10. Commitments and Contingencies

Commitments

On August 26, 2022, a subsidiary of LifePoint Health, Inc. ("LifePoint") agreed to acquire a majority interest in Springstone Health Opco, LLC (the "LifePoint Transaction") based on an enterprise value of $250 million. Pursuant to the anticipated closing of this transaction in the first half of 2023, we expect to be paid approximately $200 million in full satisfaction of our initial acquisition loan to Springstone. We will retain our minority equity interest in the operations of Springstone and will continue to own and lease Springstone's behavioral hospitals.

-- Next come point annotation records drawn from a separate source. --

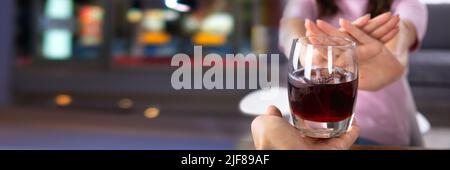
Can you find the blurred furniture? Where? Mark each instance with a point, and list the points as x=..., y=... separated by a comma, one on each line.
x=430, y=65
x=429, y=73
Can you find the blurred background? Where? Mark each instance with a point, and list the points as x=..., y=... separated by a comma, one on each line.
x=95, y=74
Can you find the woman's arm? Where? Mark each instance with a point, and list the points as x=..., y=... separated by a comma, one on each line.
x=402, y=43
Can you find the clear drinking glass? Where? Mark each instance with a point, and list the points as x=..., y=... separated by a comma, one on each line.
x=323, y=84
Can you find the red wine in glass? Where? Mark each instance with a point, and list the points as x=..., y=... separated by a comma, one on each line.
x=325, y=97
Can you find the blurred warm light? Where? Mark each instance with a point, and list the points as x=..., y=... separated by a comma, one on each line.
x=125, y=103
x=134, y=16
x=151, y=112
x=204, y=38
x=218, y=23
x=173, y=4
x=63, y=100
x=154, y=38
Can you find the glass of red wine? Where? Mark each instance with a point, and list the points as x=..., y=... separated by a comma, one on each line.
x=323, y=83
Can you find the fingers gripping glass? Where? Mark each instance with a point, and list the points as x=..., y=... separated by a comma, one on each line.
x=323, y=83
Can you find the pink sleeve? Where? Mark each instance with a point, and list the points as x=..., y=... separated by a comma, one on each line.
x=416, y=13
x=304, y=9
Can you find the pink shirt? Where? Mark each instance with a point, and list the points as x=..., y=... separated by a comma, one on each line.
x=386, y=116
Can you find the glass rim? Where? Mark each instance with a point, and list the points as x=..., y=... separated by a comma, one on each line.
x=350, y=43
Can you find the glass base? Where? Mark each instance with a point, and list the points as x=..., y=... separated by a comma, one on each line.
x=321, y=129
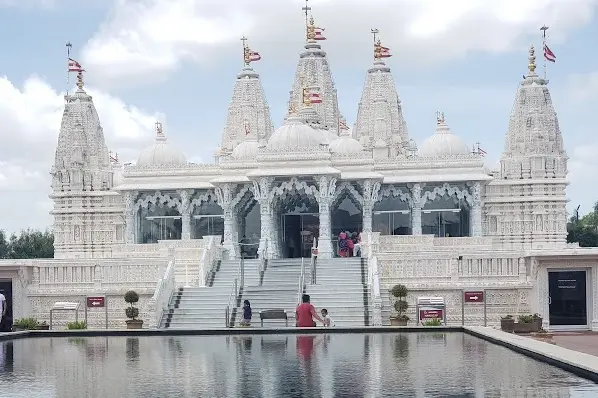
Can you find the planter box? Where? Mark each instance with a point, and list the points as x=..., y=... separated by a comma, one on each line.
x=398, y=322
x=507, y=325
x=134, y=324
x=526, y=327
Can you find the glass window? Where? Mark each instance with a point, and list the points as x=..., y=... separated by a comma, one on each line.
x=446, y=217
x=158, y=224
x=392, y=216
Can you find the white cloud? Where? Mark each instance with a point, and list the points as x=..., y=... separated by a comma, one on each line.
x=31, y=118
x=584, y=87
x=146, y=38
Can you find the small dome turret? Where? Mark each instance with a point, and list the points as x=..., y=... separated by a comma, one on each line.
x=443, y=143
x=161, y=153
x=296, y=134
x=345, y=144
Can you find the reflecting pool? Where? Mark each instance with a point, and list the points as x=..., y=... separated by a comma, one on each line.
x=334, y=365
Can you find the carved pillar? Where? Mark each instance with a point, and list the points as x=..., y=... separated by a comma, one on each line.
x=475, y=223
x=224, y=196
x=261, y=192
x=185, y=209
x=327, y=188
x=129, y=199
x=370, y=197
x=416, y=209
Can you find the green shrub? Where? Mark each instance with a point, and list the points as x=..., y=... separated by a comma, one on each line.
x=26, y=323
x=432, y=322
x=76, y=325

As part of the LifePoint Transaction, LifePoint has agreed to extend the current lease with us on eight existing general acute care hospitals by five years to 2041. The consummation of the LifePoint Transaction is subject to customary closing conditions, and no assurances can be given that the transaction will be consummated as described or at all.

As disclosed in previous filings, we entered into a definitive agreement that would result in the leasing of five general acute care hospitals located in Utah to HCA Healthcare ("HCA") if the agreement by HCA to purchase the operations of these five facilities from Steward occurred. This agreement was terminated in June 2022 following a regulatory ruling, and these five hospitals continue to be leased to Steward.

Contingencies

We are a party to various legal proceedings incidental to our business. In the opinion of management, after consultation with legal counsel, the ultimate liability, if any, with respect to those proceedings is not presently expected to materially affect our financial position, results of operations, or cash flows.